SERANG – Direktur Utama (Dirut) PT Novagro Indonesia (NI) dan PT Lintasan Global Nusantara (LGN) Ryan Anthoni (42) dituntut pidana 16,5 tahun penjara di Pengadilan Tipikor Serang, Rabu (10/10). Ryan Anthoni dinilai terbukti melakukan korupsi dana Kerjasama Operasional (KSO) Yayasan Bapelkes Krakatau Steel (KS) senilai Rp208 miliar.
Ryan Anthoni dianggap melanggar Pasal 2 ayat (1) jo Pasal 18 UU No 31 Tahun 1999 tentang Pemberantasan Tipikor jo Pasal 55 ayat (1) ke-1 KUH Pidana jo Pasal 65 ayat (1) KUH Pidana sebagaimana dakwaan primer. “Menuntut majelis hakim menjatuhkan pidana penjara terhadap terdakwa Ryan Anthoni selama 16 tahun dan 6 bulan penjara,” kata ketua tim Jaksa Penuntut Umum (JPU) Kejaksaan Tinggi (Kejati) Banten Pantono.
Selain pidana penjara, lelaki asal Perumahan Griya Permata Asri (GPA), Kelurahan Dalung, Kecamatan Cipocokjaya, Kota Serang itu dituntut membayar uang pengganti sebesar Rp64 miliar lebih subsider lima tahun penjara. “Membayar denda Rp500 juta, apabila denda tidak dibayar maka diganti pidana selama 6 bulan penjara,” ucap Pantono di hadapan majelis hakim yang diketuai Emy Tjahjani Widiastoeti.
Tingginya tuntutan pidana itu, lantaran Ryan Anthoni dinilai tidak mendukung program pemerintah dalam pemberantasan korupsi dan sudah pernah dihukum.

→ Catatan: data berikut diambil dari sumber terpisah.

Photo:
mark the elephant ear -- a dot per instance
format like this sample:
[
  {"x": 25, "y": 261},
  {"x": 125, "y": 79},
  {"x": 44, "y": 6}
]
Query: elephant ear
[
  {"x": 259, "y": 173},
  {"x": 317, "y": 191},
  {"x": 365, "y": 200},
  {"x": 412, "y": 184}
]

Selain itu, Ryan Anthoni dinilai tidak berterus terang selama persidangan dan tidak mengakui perbuatannya sebagai hal memberatkan. “Hal meringankan, terdakwa bersikap sopan selama persidangan,” kata Pantono.

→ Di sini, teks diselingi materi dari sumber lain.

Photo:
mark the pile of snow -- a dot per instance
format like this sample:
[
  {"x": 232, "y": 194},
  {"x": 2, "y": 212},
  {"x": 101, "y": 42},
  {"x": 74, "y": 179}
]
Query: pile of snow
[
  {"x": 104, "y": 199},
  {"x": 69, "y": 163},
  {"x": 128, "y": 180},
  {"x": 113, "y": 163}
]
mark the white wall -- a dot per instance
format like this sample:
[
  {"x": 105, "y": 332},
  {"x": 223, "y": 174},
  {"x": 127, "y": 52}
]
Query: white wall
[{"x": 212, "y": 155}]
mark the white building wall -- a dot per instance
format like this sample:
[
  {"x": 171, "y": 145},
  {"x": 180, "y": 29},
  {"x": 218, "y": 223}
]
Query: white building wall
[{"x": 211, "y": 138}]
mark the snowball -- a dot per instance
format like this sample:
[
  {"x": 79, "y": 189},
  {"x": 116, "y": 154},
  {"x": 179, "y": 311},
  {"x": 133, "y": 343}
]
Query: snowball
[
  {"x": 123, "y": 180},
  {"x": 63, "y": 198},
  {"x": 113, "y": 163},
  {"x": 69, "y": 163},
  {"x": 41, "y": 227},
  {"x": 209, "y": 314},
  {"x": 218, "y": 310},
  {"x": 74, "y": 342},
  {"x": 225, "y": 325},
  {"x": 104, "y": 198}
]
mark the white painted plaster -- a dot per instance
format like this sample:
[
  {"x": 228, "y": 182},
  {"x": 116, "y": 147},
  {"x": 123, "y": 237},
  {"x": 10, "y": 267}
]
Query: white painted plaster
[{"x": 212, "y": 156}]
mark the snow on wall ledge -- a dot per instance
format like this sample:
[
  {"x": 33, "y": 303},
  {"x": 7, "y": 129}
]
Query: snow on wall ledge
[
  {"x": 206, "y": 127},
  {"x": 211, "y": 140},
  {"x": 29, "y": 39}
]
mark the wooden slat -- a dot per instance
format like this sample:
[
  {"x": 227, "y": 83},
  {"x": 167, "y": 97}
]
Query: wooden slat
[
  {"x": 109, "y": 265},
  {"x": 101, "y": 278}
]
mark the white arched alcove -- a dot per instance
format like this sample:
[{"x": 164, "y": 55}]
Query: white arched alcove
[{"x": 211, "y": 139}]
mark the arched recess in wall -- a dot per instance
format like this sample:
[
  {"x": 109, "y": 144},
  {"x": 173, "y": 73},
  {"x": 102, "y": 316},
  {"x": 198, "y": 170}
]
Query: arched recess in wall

Diuraikan JPU, dugaan korupsi bermula, saat Ryan Anthoni bersama Rudi Achmad bertemu Manager Investasi Yayasan Bapelkes KS Arief Santosa pada Juli 2012. Saat itu, Ryan Anthoni memberikan proposal penawaran kerjasama bidang batubara kepada Arief Santosa, tetapi ditolak. Akhir 2012, Ryan Anthoni diantarkan Tb Ike Nikita menemui Triono di kantor Yayasan Bapelkes KS.

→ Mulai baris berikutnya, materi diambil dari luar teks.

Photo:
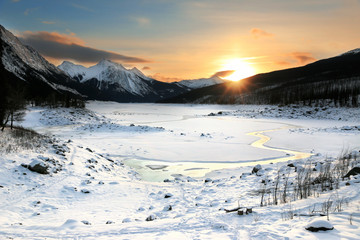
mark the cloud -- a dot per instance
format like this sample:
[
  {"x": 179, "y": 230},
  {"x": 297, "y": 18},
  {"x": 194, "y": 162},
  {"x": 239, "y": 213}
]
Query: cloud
[
  {"x": 302, "y": 57},
  {"x": 223, "y": 73},
  {"x": 141, "y": 21},
  {"x": 29, "y": 10},
  {"x": 48, "y": 22},
  {"x": 163, "y": 78},
  {"x": 283, "y": 63},
  {"x": 69, "y": 46},
  {"x": 259, "y": 33},
  {"x": 81, "y": 7}
]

Januari 2013, Ryan Anthoni ditemani Andi Gouw, Edwin Gouw, dan Andi Arif mengajak Triono menghadiri presentasi Eka Wahyu Kasih selaku Direktur PT Kasih Industri Indonesia (KII) di kantor PT KII di Jakarta Barat. Disimpulkan, PT NI akan menanggung pembiayaan pembelian batubara untuk ekspore ke China didasarkan kontrak kerja dengan PT KII. “Selisih keuntungan antara pembelian dan penjualan sebanyak Rp20 ribu permetrik ton,” kata Dipiria, anggota tim JPU.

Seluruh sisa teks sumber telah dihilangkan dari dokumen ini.